Few historic accessories combine function, decoration and fine art as elegantly as the hand-held fan. This exhibition challenges the notion that hand fans were frivolous objects in colonial society between the eighteenth and twentieth centuries. In the Victorian era, fans were used to protect eyes from the sun’s glare, to serve as an air-conditioning device and to prevent unwanted exposure. A traditional feminine adornment, the fan was also regarded as a work of art. Fan makers fashioned their creations extravagantly, employing sequins, tortoiseshell, feathers, paper and fabric—five materials this exhibition focuses on. Many were intricately painted with floral designs or everyday scenes.
This transformation of hand fans into artistic objects coincided with, and contributed to, nineteenth-century trends of social status, ephemerality, health, freedom of expression and consumerism, which all orchestrated the development of modernity. As an artwork, the fan became a must-have fashion accessory that reflected the individuality of the owner. In addition to being both practical and beautiful objects, hand fans came with unwritten rules regarding ritual, sartorial, fashionable and social behaviours.

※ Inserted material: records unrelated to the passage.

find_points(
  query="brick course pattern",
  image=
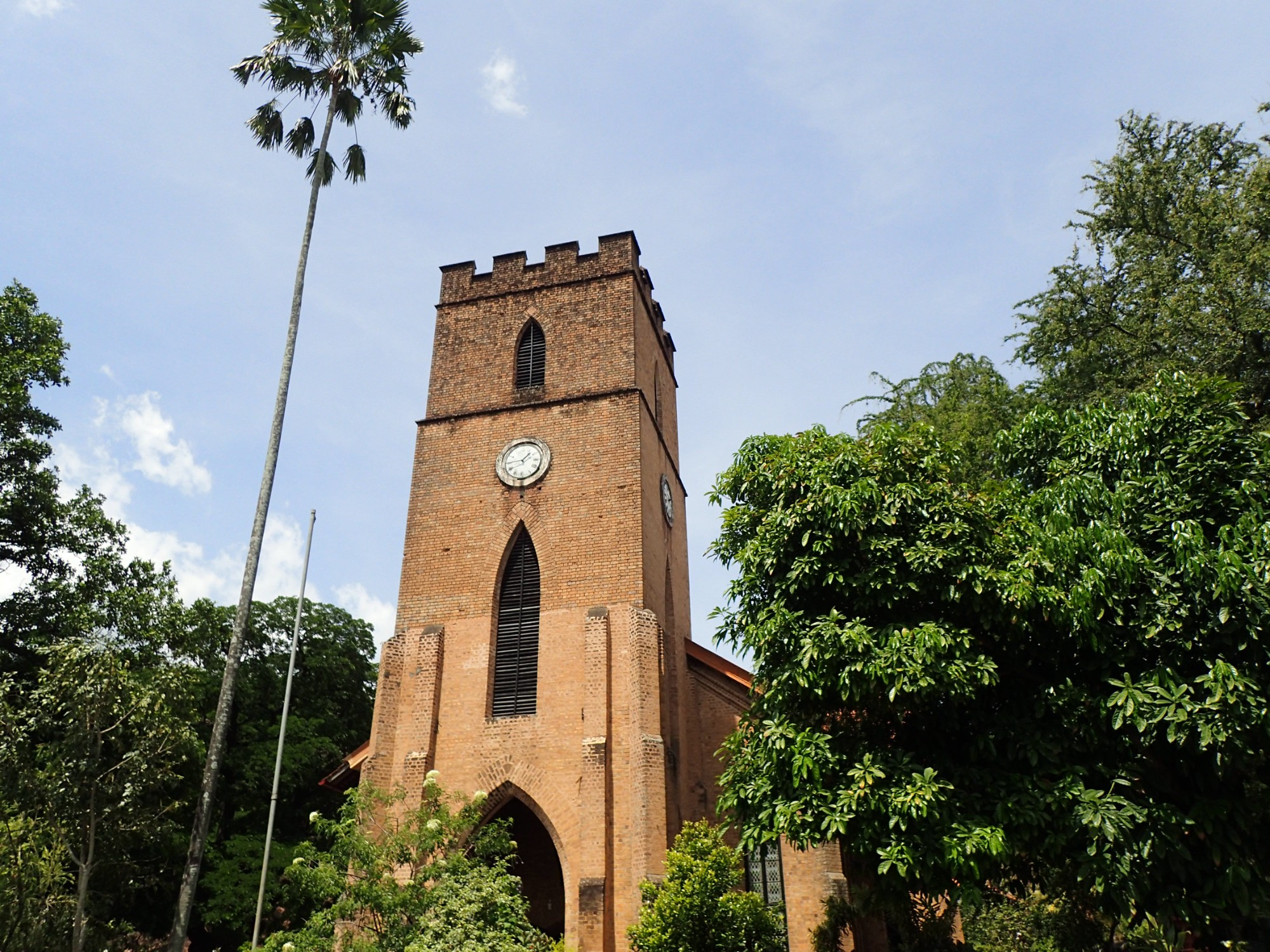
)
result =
(631, 714)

The objects in this exhibition come from the Agnes Etherington Art Centre’s Collection of Canadian Dress at Queen’s University in Kingston, ON. This collection holds over 2500 fashion items spanning the late 1700s to the 1970s. This exhibition features ten fans separated into five categories, and each section aims to highlight the symbolic and artistic weight associated with hand fans and what they were made from.